This thread has been locked.

If you have a related question, please click the "Ask a related question" button in the top right corner. The newly created question will be automatically linked to this question.

C6678 internal exception

Other Parts Discussed in Thread: SYSBIOS

I am using 6678 DSP with XDC 3.24.7.73, SYS BIOS 6.32.5.54 and Compiler c6000_7.3.4. One of the cores had an internal exception.
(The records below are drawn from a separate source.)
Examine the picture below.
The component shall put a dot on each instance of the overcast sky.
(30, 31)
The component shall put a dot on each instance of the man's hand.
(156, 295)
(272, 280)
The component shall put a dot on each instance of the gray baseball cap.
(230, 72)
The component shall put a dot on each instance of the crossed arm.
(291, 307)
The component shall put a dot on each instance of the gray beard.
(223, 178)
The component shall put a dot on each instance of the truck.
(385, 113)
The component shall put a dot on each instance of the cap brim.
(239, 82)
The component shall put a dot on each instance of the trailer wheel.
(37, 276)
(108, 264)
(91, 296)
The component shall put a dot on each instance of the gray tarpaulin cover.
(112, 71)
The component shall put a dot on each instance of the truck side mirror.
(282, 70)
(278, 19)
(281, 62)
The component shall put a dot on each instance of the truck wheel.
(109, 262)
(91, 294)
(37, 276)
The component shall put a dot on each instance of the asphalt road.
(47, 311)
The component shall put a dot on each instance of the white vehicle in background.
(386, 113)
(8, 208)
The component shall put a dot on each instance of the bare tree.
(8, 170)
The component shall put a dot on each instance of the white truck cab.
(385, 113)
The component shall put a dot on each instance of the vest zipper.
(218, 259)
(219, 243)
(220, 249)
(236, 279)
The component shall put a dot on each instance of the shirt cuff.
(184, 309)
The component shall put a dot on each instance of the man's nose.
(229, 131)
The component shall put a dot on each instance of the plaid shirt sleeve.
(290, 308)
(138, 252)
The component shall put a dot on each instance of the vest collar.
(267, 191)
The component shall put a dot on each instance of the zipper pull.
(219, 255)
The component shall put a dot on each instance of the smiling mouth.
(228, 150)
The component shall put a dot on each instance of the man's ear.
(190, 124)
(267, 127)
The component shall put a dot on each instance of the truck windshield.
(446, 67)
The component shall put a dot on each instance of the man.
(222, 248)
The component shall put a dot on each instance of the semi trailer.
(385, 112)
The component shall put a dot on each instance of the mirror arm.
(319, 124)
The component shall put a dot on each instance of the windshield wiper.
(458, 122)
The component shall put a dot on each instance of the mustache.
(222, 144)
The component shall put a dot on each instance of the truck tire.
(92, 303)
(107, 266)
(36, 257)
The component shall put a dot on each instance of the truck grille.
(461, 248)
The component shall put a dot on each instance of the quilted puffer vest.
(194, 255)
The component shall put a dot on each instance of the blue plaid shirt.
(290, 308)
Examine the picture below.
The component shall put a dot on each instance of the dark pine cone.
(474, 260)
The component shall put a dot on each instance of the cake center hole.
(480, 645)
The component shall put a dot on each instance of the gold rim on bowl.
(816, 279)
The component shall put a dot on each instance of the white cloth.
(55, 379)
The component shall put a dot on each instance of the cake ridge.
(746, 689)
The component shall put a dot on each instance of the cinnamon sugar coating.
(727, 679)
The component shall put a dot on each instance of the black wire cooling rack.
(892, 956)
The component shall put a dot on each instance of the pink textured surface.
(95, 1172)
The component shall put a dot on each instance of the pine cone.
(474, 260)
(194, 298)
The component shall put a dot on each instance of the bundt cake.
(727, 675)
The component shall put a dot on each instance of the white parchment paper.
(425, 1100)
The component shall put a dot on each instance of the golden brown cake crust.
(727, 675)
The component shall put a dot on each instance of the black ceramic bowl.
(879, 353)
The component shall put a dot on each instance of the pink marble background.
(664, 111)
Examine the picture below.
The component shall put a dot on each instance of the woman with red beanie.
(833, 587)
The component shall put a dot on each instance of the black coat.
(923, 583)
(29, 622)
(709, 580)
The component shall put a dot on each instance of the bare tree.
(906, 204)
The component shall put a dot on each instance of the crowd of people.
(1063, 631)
I have hooks into the BIOS error module and XDC exception module and record the registers from the exception context.

 

DEFAULT 4441: <<<  Core 0 detected core 7 is in abort state with code 0x0

DEFAULT 4442: <<<  Core 7 Abort Msg: ti.sysbios.family.c64p.Exception: line 248: .

DEFAULT 4443: <<<  Core 7 Abort ArgsInfo:  ; .

DEFAULT 4444: <<<  Core 7 Register log: ERF 0x2 NRP 0x0 NTSR 0x1000C IERR 0x0 A31 0x14D000 A30 0xBE4 B31 0xD4 B30 0xBD8 ITSR 0x1000C IRP 0x0 SSR 0x0 AMR 0x0 ILC 0x2 RILC 0x0.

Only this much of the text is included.